Esse filme asqueroso que estetiza a
violência por meio de uma combinação entre videogame (eliminar aos
pedaços os inimigos) e propaganda nazista (os corpos sarados dos
machões sanguinários) reserva um papel sinistro para o Outro, que
estaria a serviço do misticismo e da tirania. Justifica assim a invasão
do Iraque, pois foram eles, os satânicos, que teriam vindo para cima da
América. Nada mais lógico do que revidar de maneira heróica, mandando
os bravos rapazes americanos, treinados como se fossem espartanos, para
acabar com aquele antro de decadência. Tudo em nome da “liberdade.”
É
triste ver Rodrigo Santoro, bom ator brasileiro, sendo dublado como se
fosse Darth Vader de Guerra das Estrelas (aliás, o chapéu do vilão,
chupado de Kurosawa dos Sete Samurais, está lá de novo em 300, na
cabeça de um comandante persa). Longe da performance de um imperador
poderoso, Santoro parece mais um surfista fantasiado para o carnaval
dos bordéis de Miami (o que é uma pena, pois ele está ótimo em
Carandiru, O bicho de sete cabeças e Abril despedaçado). Representa a
não-humanidade, a que não merece viver neste “planeta” de propriedade
dos americanos. Encarna os males que a América enxerga nos outros para
poder tomar conta de tudo.
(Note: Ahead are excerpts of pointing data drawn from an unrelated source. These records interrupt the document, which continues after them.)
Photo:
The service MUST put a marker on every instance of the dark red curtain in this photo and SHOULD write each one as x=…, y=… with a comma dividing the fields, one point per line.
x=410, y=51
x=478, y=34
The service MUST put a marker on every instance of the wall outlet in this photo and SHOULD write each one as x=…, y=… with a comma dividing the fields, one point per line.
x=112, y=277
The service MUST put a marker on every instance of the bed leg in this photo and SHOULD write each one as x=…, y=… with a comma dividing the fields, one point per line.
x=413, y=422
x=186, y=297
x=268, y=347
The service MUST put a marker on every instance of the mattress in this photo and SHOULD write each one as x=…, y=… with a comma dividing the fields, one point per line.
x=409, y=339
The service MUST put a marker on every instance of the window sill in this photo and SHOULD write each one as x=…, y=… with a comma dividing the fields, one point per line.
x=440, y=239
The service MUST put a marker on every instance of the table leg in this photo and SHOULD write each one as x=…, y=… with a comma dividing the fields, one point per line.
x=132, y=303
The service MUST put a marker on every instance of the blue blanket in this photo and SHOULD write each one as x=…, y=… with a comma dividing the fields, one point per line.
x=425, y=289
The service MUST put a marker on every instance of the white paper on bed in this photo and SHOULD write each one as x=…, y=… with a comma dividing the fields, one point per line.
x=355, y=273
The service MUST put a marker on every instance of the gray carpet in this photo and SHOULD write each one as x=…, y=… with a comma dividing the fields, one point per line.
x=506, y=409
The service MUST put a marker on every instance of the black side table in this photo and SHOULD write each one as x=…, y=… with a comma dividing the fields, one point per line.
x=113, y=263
Treme o lábio como um poltrão na hora que
leva o lançaço de Leônidas. Tudo muito patético.
Mas
triste ainda é ver, no disco extra, que um casal de historiadores fica
explicando como os autores da façanha se basearam em Heródoto, sem
jamais citar o tremendo anacronismo do filme, o seqüestro da História
que ele representa. Jamais dirão: isso é coisa de cinema subsidiado,
dos imperialistas que dominam todo o mercado (por isso despejaram
milhões de dólares em tudo que é produção para nos ensinar como é a
CIA, o FBI, os mariners etc.) e querem nos impingir uma imagem de
civilização perfeita, cheia de vigor físico e de uma ética suspeita.
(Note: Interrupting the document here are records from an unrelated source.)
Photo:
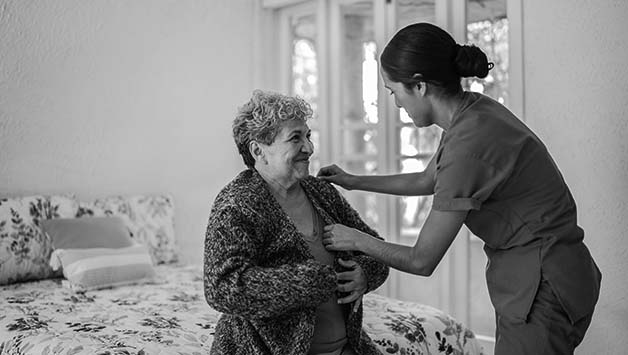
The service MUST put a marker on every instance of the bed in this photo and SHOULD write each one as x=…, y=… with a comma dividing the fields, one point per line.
x=166, y=315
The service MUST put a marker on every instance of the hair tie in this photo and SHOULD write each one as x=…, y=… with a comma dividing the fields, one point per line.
x=458, y=48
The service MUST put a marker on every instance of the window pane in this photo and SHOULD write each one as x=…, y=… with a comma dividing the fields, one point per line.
x=411, y=11
x=359, y=64
x=359, y=141
x=364, y=203
x=358, y=102
x=305, y=74
x=487, y=27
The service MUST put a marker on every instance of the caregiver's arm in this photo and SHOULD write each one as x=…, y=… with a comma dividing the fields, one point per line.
x=410, y=184
x=438, y=232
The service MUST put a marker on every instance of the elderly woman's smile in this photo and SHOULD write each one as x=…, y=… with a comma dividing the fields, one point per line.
x=287, y=158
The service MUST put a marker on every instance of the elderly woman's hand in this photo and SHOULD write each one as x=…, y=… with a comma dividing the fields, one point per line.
x=352, y=281
x=336, y=175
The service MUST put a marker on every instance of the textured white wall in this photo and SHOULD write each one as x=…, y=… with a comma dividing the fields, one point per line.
x=576, y=72
x=124, y=97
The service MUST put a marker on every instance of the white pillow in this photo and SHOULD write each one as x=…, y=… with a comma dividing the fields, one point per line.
x=97, y=268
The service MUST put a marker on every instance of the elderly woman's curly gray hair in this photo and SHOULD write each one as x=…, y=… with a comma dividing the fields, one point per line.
x=262, y=117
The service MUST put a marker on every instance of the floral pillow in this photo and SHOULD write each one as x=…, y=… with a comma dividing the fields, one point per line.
x=24, y=249
x=150, y=220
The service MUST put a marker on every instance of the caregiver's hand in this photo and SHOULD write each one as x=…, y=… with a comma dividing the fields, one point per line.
x=352, y=281
x=334, y=174
x=338, y=237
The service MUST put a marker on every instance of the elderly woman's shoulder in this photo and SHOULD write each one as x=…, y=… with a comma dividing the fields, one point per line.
x=321, y=185
x=242, y=191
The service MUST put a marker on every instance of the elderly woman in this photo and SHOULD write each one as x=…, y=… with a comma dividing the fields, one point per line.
x=266, y=269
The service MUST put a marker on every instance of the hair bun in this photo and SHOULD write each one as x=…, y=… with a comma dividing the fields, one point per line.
x=471, y=61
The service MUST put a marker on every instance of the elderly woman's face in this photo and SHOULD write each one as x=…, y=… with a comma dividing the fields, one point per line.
x=288, y=157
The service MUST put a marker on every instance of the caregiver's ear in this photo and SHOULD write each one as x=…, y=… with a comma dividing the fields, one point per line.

Estarão sempre, tanto o velhão historiador quanto a perua historiadora,
dizendo como a coisa é interessante neste filme. Oram, vão se catar.
Não se trata aqui de, ingenuamente, achar que o filme deveria ser
"fiel" à História. Toda História é versão. Mas de apontar o mau uso da
História, já que se trata de um evento conhecido. O uso a favor da
dominação.
Não há dúvida que Frank Miller é um
artista brilhante, que mudou profundamente as artes no século 20. Mas
neste filme ele se presta ao Mal. Ele nem sequer cogita, obviamente,
que esteja a favor da bandidagem de Bush. Talvez faça isso realmente de
maneira não engajada. Mas fica difícil engolir que ele não tenha um
mínimo de noção sobre a utilidade política do filme. Pode-se argumentar
que todos os comics são obra da América (de Super-Homem a Capitão
Marvel) e estão a seu serviço e isso não tira o encanto de consumi-los.
Mas a esta altura do campeonato, quando a direita toma conta de tudo,
inclusive da arte bem elaborada, é preciso espernear, se insurgir. Pelo
menos é o que eu entendo por liberdade.